ABD'de Savaş Uzmanıydı, Burdur'da Dedesinin Köyüne Yerleşti

Dr. Ece Aynur Onur, Amerika'daki kariyerini bırakarak memleketi Burdur'a döndü ve burada susuz tarım çiftliği kurdu. Dr. Onur, çiftçi olmak isteyen ancak cesaret edemeyenlere, 'Geleceğin özgür ve kaliteli yaşamı kırsalda olacak. Çiftçilik kod yazmayı bilmek kadar prestijli bir meslek olarak görülecek. Her yaştan vatandaşımıza çağrım lütfen topraklarınızı, köyünüzü terk etmeyin. Toprağınıza sahip çıkın' dedi.

Günümüzde birçok kişi Amerika’da yaşama hayali kurarken, Dr. Ece Aynur Onur (39) ABD’de akademisyenliği bırakıp memleketi Burdur’un bir köyünde yaşamayı tercih etti. Çiftçi olmak için mesleğinden vazgeçen Onur o süreci, “Dedem rahmetli olduktan sonra ondan miras kalan tarlaları tespit etmek için 2015 yılında ilk defa Kayalı köyüne gittim. Köyün kendi kaderine terk edilmiş olduğunu gördüm. Okul kapalıydı. Köyde sağlık ocağı, hatta bakkal bile bulunmuyordu. Bu durum beni derinden sarstı. Ben o dönemde Indiana Üniversitesi’nde iki yıl üst üste ‘Geleceğin Eğitimcisi’ ve ‘Yılın Eğitimcisi’ ödüllerini almıştım.

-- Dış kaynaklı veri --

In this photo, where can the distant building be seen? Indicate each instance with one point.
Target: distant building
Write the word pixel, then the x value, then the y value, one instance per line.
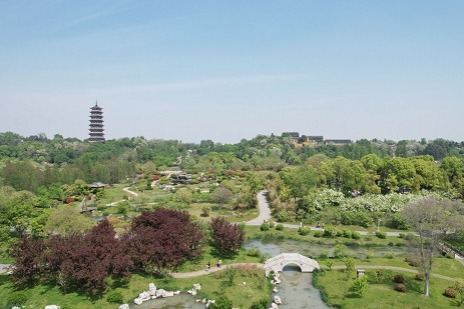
pixel 294 135
pixel 96 124
pixel 338 142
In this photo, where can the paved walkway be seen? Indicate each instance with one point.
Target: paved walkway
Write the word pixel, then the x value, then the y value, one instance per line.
pixel 259 265
pixel 265 215
pixel 264 210
pixel 4 268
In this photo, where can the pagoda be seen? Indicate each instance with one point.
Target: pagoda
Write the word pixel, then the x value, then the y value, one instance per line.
pixel 96 124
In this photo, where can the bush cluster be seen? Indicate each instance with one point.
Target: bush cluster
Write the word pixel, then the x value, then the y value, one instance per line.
pixel 398 279
pixel 400 287
pixel 115 297
pixel 450 292
pixel 412 261
pixel 303 231
pixel 17 298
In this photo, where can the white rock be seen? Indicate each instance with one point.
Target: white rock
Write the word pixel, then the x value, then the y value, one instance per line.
pixel 138 301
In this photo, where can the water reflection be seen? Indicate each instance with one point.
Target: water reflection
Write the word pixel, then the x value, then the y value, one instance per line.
pixel 296 290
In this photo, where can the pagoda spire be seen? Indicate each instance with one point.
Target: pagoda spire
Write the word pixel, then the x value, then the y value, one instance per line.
pixel 96 124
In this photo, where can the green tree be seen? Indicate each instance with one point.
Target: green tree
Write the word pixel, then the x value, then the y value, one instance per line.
pixel 65 220
pixel 432 219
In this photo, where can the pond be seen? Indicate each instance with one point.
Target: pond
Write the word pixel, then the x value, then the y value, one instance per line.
pixel 315 250
pixel 296 289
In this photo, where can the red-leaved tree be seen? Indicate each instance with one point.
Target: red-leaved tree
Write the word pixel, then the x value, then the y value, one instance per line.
pixel 164 238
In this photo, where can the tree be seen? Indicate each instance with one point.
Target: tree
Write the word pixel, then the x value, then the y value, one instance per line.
pixel 227 238
pixel 222 195
pixel 67 221
pixel 432 219
pixel 28 260
pixel 163 238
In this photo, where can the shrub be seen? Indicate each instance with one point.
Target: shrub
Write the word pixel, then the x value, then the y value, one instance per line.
pixel 329 232
pixel 115 297
pixel 450 292
pixel 400 287
pixel 398 279
pixel 388 256
pixel 17 298
pixel 412 261
pixel 253 252
pixel 303 231
pixel 347 233
pixel 281 216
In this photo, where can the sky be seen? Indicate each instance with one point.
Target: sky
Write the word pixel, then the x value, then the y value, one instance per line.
pixel 231 70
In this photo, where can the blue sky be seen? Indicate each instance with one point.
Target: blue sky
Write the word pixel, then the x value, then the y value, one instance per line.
pixel 227 70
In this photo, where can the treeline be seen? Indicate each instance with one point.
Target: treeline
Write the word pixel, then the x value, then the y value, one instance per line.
pixel 29 163
pixel 156 241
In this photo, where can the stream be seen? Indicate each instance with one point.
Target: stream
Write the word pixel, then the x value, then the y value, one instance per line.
pixel 296 289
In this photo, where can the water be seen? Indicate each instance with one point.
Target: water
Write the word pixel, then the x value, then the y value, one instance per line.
pixel 181 301
pixel 313 250
pixel 296 290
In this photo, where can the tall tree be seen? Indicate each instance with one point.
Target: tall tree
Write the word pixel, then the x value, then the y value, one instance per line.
pixel 164 238
pixel 432 219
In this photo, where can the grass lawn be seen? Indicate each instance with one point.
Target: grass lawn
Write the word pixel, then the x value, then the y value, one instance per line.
pixel 226 282
pixel 382 295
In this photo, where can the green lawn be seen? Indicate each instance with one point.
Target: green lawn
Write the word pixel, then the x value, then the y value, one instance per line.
pixel 230 283
pixel 383 295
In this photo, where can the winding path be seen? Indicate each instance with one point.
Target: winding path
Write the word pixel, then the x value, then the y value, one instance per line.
pixel 259 265
pixel 265 215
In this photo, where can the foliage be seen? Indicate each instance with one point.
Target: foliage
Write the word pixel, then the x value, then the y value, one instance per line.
pixel 227 238
pixel 222 302
pixel 164 238
pixel 65 220
pixel 431 218
pixel 115 297
pixel 400 287
pixel 261 304
pixel 359 286
pixel 381 235
pixel 303 231
pixel 17 298
pixel 398 279
pixel 450 292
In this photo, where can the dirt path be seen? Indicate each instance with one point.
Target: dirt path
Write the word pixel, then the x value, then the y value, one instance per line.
pixel 213 269
pixel 264 210
pixel 259 265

Kayalı köyünde okulun önünde beklerken gerçek suratıma tokat gibi çarptı. Köyüm bu durumdayken benim ABD’de o ödülleri almış olmamın hiçbir önemi ve anlamı yoktu” diyerek anlattı.

SAHAYA İNDİ
Bölgenin Göller Yöresi sınırlarında olmasına rağmen kuraklık ile boğuştuğunu söyleyen Ece Aynur Onur, “Acilen bir şeyler yapılmalıydım. Savaş uzmanı bir antropolog olarak önümüzdeki yüzyılı su ve gıda savaşlarının belirleyeceğini öngörerek üniversiteyi bıraktım ve sahaya indim. Bölgemizde çok hızlı bir şekilde sulu tarımdan susuz tarıma ve eş zamanlı olarak büyükbaş hayvancılıktan küçükbaş hayvancılığa geçiş yapılması gerektiği sonucuna vardık. Yaptığımız araştırmalar sonucunda kapasitemizin hayvancılıktan ziyade tarıma uygun olduğunu belirledik ve o yoldan ilerledik. Bir anlamda amfide anlattığım teorik bilgileri birebir tarlada ve fabrikada uygulamaya başladım” dedi. 

Küçükken tarla işlerine ilgi duymayan, köy hayatını hiç sevmeyen Onur, “İlk defa ABD’de evimin bahçesinde domates, salatalık gibi ürünler yetiştirmeye başladım. Çünkü sebzeler plastik gibi lezzetsiz ve kokusuzdu. Ben Türkiye’deki sebze ve meyveyi özlüyordum. Dokuz yıl ABD’de yaşadıktan sonra Türkiye’ye geldiğimde gördüm ki buradaki sebze ve meyve de ABD’deki gibi olmuş. Dedemin köyüne ve topraklarına sahip çıkma güdüsü ve çocukluğumun temiz gıdasına duyduğum özlem beni toprakla buluşturdu” diyerek çiftçilik yapma nedenlerini anlattı.